# ResNet Model: 
1. Multi-Label Stratified K-Fold
    - Multi-label imbalance handled: All rare diseases are proportionally represented.
    - View imbalance handled: Each fold has close to the same Frontal/Lateral distribution.
    - Sex & Age: Since they’re balanced already, we don’t need to augment stratification with them.

2. Data Generator: (train ML model in batches to increase time efficiency, since training data >100gb)

3. ResNet Model: fine tuned and pre-trained

4. Train Model & Evaluate

Problems and Solutions:
- No internet pip loading in kaggle, couldn't load iterstat or imagenet pretrained weights for MultiLabelKfold Stratify and using pretrained weights for my ResNet model. **Solution**: Load iterstat package manually from github and use.

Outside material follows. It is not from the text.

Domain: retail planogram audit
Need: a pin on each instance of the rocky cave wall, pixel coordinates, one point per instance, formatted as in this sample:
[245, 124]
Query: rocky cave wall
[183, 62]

Load resnet50 pretrained weights manually from keras into kaggle and load weights into resnet model.
- fixed by verifying phone number on kaggle, now i can load iterstrat and imagenet pretrained weights


In [2]:
# Imports
import matplotlib.pyplot as plt
import seaborn as sns
import pandas as pd
import numpy as np
import matplotlib.image as mpimg
import random
import tensorflow as tf
from tensorflow.keras import layers, models
from tensorflow.keras.preprocessing.image import ImageDataGenerator
from sklearn.metrics import roc_auc_score
from sklearn.model_selection import train_test_split
from tensorflow.keras.models import Sequential
from tensorflow.keras.layers import Conv2D, MaxPooling2D, Flatten, Dense, Dropout
from tensorflow.keras.optimizers import Adam
from tensorflow.keras.utils import Sequence
import cv2
import os
import sys
from io import StringIO
from tensorflow.keras.models import Model
from tensorflow.keras.layers import Dense, Dropout, GlobalAveragePooling2D
from tensorflow.keras.optimizers import Adam
from tensorflow.keras.utils import Sequence
import tensorflow.keras.applications.resnet50 as resnet
import warnings
warnings.filterwarnings('ignore')

In [3]:
print(os.listdir("/kaggle/input"))

# Path to competition dataset
data_dir = "/kaggle/input/grand-xray-slam-division-b"
# Check what files are inside
print('Filenames of the data', os.listdir(data_dir))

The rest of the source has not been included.